On the Day of Remembrance of the Holocaust and Heroism of European Jewry (Yom HaShoah), Museum “Jewish Memory and Holocaust in Ukraine” together with the Hesed Menachem Foundation held another online meeting within the framework of the "Jewish Heritage" project.
The open lecture, conducted by Museum researcher Dilfuza Hlushchenko, was dedicated to honoring the six million victims of the Holocaust and the heroes of the Jewish resistance movement. Yom HaShoah is celebrated in Israel on Nisan 27 (this year it falls on April 13). The date is symbolically associated with the beginning of the Warsaw Ghetto Uprising, the largest known act of Jewish resistance during the Holocaust.

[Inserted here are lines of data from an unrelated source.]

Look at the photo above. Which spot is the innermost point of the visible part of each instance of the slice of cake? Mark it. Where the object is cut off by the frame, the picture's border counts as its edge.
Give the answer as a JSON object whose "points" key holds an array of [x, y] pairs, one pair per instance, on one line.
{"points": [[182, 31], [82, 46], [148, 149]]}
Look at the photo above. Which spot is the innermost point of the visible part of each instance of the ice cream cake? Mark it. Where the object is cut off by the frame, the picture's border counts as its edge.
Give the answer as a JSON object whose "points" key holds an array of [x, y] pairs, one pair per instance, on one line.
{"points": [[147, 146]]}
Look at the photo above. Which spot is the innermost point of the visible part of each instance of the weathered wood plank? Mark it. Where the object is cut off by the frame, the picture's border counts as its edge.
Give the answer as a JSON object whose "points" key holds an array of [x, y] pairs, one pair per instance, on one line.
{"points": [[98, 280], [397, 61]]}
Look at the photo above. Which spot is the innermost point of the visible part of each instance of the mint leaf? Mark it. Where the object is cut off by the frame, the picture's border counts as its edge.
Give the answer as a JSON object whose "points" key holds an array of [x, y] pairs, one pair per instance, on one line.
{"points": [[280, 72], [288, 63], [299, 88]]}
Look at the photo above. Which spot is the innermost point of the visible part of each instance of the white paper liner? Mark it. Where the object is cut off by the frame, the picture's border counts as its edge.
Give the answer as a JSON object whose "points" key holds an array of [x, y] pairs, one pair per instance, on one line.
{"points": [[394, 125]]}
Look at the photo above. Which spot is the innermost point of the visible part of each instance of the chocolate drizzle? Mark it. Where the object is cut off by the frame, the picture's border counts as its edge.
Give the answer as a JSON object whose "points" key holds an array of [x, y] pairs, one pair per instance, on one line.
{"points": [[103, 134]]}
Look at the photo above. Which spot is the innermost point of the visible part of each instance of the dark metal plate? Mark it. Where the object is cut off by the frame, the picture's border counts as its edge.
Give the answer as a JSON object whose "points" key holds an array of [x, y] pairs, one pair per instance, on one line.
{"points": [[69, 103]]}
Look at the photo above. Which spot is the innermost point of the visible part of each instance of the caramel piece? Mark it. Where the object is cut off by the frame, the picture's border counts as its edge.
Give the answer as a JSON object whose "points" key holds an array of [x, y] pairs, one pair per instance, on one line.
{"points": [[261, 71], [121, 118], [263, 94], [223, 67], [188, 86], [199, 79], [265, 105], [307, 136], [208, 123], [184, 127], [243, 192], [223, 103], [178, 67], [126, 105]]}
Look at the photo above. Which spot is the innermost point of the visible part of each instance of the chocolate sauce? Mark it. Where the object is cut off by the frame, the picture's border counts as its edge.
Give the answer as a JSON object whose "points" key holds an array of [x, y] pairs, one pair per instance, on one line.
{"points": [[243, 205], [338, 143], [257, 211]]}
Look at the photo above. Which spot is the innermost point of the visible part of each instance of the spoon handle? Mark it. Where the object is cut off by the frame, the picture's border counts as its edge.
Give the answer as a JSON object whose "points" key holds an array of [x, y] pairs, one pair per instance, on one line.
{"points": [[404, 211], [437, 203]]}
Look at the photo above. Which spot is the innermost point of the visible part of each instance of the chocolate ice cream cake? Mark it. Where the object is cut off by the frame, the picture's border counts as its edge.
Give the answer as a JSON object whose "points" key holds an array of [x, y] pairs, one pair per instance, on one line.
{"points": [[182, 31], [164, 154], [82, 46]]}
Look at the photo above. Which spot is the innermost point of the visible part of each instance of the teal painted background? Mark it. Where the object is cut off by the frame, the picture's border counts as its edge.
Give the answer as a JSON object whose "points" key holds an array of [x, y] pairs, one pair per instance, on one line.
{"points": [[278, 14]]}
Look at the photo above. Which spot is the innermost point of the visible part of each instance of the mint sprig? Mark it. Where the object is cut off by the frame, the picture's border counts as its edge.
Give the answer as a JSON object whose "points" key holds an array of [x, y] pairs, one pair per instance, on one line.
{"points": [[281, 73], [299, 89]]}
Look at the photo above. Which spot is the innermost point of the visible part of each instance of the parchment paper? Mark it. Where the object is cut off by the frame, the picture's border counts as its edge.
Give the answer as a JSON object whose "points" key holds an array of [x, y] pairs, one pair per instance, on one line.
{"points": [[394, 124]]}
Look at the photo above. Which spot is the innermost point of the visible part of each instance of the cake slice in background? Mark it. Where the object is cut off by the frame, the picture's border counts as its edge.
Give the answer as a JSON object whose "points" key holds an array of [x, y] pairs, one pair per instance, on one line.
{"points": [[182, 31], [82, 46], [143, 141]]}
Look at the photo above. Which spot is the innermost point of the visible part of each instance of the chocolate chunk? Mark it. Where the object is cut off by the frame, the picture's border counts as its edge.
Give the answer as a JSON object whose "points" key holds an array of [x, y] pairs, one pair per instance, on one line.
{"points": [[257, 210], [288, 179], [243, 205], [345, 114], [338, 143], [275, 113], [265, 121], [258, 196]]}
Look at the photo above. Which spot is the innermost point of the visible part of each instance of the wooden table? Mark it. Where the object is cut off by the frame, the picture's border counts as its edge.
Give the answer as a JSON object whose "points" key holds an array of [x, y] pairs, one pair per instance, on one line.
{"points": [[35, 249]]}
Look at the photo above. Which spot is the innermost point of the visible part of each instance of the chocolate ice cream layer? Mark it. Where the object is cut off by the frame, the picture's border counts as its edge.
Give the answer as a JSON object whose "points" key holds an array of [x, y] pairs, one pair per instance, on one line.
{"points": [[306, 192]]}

The central figure of the lecture was Emanuel Ringelblum – a native of Buchach, historian, founder and ideological inspirer of the underground archive “Oneg Shabat”, a key figure in preserving the memory of the Holocaust. Ringelblum’s connection with the Warsaw Ghetto was fundamental: he did not just survive in the ghetto but led a large-scale operation to document Jewish life under Nazi occupation. Thanks to Ringelblum’s archive, the world learned the truth about the mass murders of Jews, about the Treblinka death camp.
The participants of the meeting honored the memory of the deceased with a minute of silence.